This feeling of “cultural homelessness” is not uncommon, said Cristalís Capielo Rosario, assistant professor of counseling and counseling psychology in the College of Integrative Sciences and Arts.
“You’re in this in-between where you don’t feel like you belong anywhere,” Capielo said.
Patel’s older sisters, who had lived in India for the majority of their lives, as well as her classmates would often tease her accent whenever she spoke Gujarati and Hindi or made fun of her for not knowing all the Hindu traditions. They would often compare her to peers who were more knowledgable about their shared ethnicity, which affected her connection to culture.
She strove to attend school festivals when she was in India and found support from close friends in order to better cement her connection to the Hindu traditions and her Indian culture.
Patel is also not alone when it comes to others questioning her cultural identity.
Some members of the ASU community have experience what it feels like to have their cultural identities questioned, even from those within their own culture. Whether that means being ridiculed for how someone looks or for a lack of cultural knowledge, instances like these can lead someone to examine their own connection to their cultural roots.
Capielo is of Puerto Rican descent, born and raised there until she moved to the U.S. at 17 years old. She said she experienced feelings of being different from everyone else whenever she tried to connect with other Puerto Ricans or Americans.
She said others perceived her as “ni de aquí, ni de aya,” which means “neither here nor there” in Puerto Rican Spanish, when it came to her cultural identity.
People form narratives to reflect what they believe someone of a particular race should look or behave like, Capielo said, adding individuals can be put in a box that determines whether or not they are “acting right.”
Shaming from within a certain cultural community ties to a broader oppression of people of color, she said. “When we engage in that narrative that (you are not enough) we end up replicating the same dynamic that oppressed us,” Capielo added.
A way to push back against this is by creating a personal space in the middle of both cultures that allows someone to express their cultural connection however they see fit, Capielo said. “We resist that by developing our own sense of identity,” she added.
Redefining what it means to be someone who embraces their ethnic culture and doing what makes them feel most connected can help ease this feeling of “cultural homelessness.”https://www.youtube.com/embed/98hBmTy2_mo
Xavier Rollier, a freshman studying psychology, is of mixed races — He is white, Black, Filipino and Spanish. Since a young age, Rollier found most people he encountered automatically assumed he is just white, based off of his light-complexioned appearance.

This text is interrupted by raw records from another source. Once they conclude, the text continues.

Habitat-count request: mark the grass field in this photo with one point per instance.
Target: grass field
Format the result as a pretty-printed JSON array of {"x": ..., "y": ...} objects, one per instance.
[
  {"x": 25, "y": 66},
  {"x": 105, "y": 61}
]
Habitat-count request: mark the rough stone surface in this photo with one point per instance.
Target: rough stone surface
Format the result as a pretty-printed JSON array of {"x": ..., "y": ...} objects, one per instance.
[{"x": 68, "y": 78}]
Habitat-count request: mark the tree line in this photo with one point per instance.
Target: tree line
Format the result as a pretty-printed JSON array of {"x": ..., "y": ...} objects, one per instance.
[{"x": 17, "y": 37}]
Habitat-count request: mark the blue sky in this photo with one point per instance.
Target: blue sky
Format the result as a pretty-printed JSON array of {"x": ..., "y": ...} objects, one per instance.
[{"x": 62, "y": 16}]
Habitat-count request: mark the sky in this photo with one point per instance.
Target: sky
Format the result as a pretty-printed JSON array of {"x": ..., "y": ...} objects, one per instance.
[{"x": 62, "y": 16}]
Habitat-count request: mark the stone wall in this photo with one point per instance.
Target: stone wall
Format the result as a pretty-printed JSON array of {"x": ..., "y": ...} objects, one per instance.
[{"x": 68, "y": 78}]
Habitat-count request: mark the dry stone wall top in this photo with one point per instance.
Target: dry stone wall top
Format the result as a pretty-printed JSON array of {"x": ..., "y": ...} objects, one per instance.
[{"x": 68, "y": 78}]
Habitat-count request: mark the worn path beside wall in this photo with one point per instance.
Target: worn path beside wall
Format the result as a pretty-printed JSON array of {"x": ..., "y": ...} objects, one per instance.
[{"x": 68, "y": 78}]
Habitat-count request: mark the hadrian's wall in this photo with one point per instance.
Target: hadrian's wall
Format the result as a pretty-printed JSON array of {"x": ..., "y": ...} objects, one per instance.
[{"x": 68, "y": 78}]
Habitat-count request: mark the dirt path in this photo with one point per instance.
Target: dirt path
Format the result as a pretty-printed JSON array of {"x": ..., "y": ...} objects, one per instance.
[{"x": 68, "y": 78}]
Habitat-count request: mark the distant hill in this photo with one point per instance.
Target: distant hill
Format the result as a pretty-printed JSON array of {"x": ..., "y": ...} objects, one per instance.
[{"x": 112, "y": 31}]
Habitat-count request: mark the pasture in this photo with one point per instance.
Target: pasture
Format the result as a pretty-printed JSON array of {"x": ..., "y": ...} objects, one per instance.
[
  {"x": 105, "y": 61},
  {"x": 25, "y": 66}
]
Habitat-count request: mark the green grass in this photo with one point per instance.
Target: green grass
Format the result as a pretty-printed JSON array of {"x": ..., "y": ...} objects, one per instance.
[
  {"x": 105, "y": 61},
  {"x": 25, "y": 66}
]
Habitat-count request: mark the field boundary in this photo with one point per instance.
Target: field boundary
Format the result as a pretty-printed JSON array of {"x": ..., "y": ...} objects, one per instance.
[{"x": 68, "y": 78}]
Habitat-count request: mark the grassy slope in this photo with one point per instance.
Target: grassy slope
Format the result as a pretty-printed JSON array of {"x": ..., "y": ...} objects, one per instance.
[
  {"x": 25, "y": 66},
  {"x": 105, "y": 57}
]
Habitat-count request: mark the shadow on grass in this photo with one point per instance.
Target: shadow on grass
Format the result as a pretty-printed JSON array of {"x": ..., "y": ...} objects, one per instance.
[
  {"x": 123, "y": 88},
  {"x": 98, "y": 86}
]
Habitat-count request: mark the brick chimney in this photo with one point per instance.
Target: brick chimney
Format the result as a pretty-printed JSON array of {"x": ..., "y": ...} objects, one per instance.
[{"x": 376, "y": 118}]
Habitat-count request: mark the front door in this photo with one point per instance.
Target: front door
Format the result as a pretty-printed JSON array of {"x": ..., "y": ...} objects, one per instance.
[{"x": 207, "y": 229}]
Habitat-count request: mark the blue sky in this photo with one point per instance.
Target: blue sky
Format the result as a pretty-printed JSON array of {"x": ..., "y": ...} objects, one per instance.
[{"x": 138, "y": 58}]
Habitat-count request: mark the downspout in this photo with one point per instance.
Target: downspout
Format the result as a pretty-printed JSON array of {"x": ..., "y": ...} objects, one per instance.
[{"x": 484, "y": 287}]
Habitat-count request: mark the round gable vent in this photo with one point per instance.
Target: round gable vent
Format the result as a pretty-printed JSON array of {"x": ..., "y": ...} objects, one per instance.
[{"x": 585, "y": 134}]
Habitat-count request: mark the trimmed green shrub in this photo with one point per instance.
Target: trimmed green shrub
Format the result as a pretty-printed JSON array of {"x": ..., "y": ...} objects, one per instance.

“What usually happens is that people explain stuff to me and based on how I look; they assume that I don’t understand what the experiences (of someone of color are) and the feelings that are associated with said experience,” he said.
Rollier said he has struggled at times identifying with his ethnicities because of his family’s multiple backgrounds and how he has been perceived by others. But he tries not to let other people’s opinions get in the way of self-acceptance — he loves being someone of mixed. He says it makes his life more diverse.
“I never had a solid or concrete culture, and looking at it now, that’s ok because I can pull from so many different things,” he said. “I love them all equally because it’s me.”